Section 5 Functions

So far, we’ve used a few built-in tools like mean() - if you’re coming from a language like SPSS you might think of these tools as “commands”, but in R we call them functions. Functions are basically reusable chunks of code, that take a certain set of inputs (also called arguments) and either produce an output (a return value), or just do a task like showing a plot. When you plug a specific set of inputs into the function and “run” it, we say that you’re calling the function.

The mean() function in R can take a vector of numbers as an input, and return a single number as an output:

mean(c(5, 3, 8, 6, 3, 4))

## [1] 4.833333

5.1 Arguments

The arguments of a function are the set of inputs it accepts. Some of the inputs will be used to calculate the output, while some might be different options that affect how the calculation happens.

If we look at the arguments for the default mean() function in R, accessed by entering ?mean in the console, we see:

mean(x, trim = 0, na.rm = FALSE, ...)

Since the first argument x appears on its own, it’s a mandatory argument. You have to provide a value for x, otherwise you get an error:

mean()
## Error in mean.default() : argument "x" is missing, with no default

Arguments like trim = 0 are optional when you’re calling the function: the value after the = is the default value that will be used if you don’t supply one. The default values tell you what types of input that argument accepts (numeric, logical, character, etc.), but it’s also good to read the information on the function’s help page for more detail.

random_scores = sample(1:50, size = 20)
mean(random_scores)

## [1] 23.5

# This is the same as above, since this is already the default
mean(random_scores, trim = 0)

## [1] 23.5

# A different setting from the default
mean(random_scores, trim = 0.1)

## [1] 23.3125

5.1.1 Positional or Named Arguments

If you provide arguments for a function without specifying an argument name, they will be used in order, left to right, i.e. by position. R has a plot(x, y) function, and if you call it with plot(1:5, 10:6), 1:5 will be matched up with x and 10:6 will be matched up with y. Most functions take a vector or dataframe as their first argument, so you often end up passing the first argument by position.

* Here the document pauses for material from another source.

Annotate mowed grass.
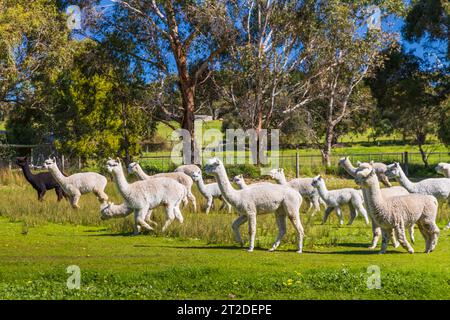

If you specify the argument name, you are passing the argument by name. It doesn’t matter which order you pass named arguments in, and you can skip over any arguments you don’t want to provide. Because the order doesn’t matter, both of these are equivalent to plot(1:5, 10:6):

plot(x = 1:5, y = 10:6)
plot(y = 10:6, x = 1:5)

You can provide arguments by both position and name. Usually, you provide one or two positional arguments first, and then as many named arguments as you need⁴:

# First two arguments by position, the rest named
plot(1:5, 10:6, type = "l", main = "A scatter plot")

If in doubt, just name all the arguments.

5.2 Writing your own functions

You can write your own functions in R. In fact, there’s no real difference between functions you write yourself and those that are built-in or provided by other packages. Generally, using existing functions saves a lot of time (and debugging), but there’s nothing stopping you from creating your own tools if the existing ones don’t quite give you what you need.

The basic template for creating a function is:

# Just a template, not runnable code
function(arg, optional_arg = TRUE) {
   result = arg + 3 
   if (optional_arg) {
       result = result + 1
   }
   return(result)
}

We set out what arguments are going to be used within the parentheses () after function. Then, within the braces {} (called the body of the function), we write code to transform the inputs into whatever form we need. return(result) specificies that we want the output of the function to be the value of the result variable⁵.

A simple example of a useful function you might write yourself is:

# It's good to write a quick comment explaining what the
#   function does and what inputs it needs:
# get_percent: return the proportion of TRUE values as a percentage
# Arguments:
# x: a logical vector
get_percent = function(x) {
   percent = sum(x) / length(x) * 100 
   return(percent)
}

random_scores = sample(1:50, size = 20)
get_percent(random_scores > 20)

## [1] 35

The advantages of writing functions are:

If you’re doing the same thing multiple times on different pieces of data, you can create a function and stop writing the same code over and over.
A function with a sensible name can make it clearer what is happening in the code: e.g. get_percent(score) vs sum(score) / length(score).
You can share functions you’ve written with other people - they’re flexible by nature so they’re not tied to your specific data.

You can mix and match positional and named arguments in different ways, but it gets confusing and is not recommended.↩
return() is not strictly needed in R: R will return the last value you calculate in the function by default, but return() makes it clearer.↩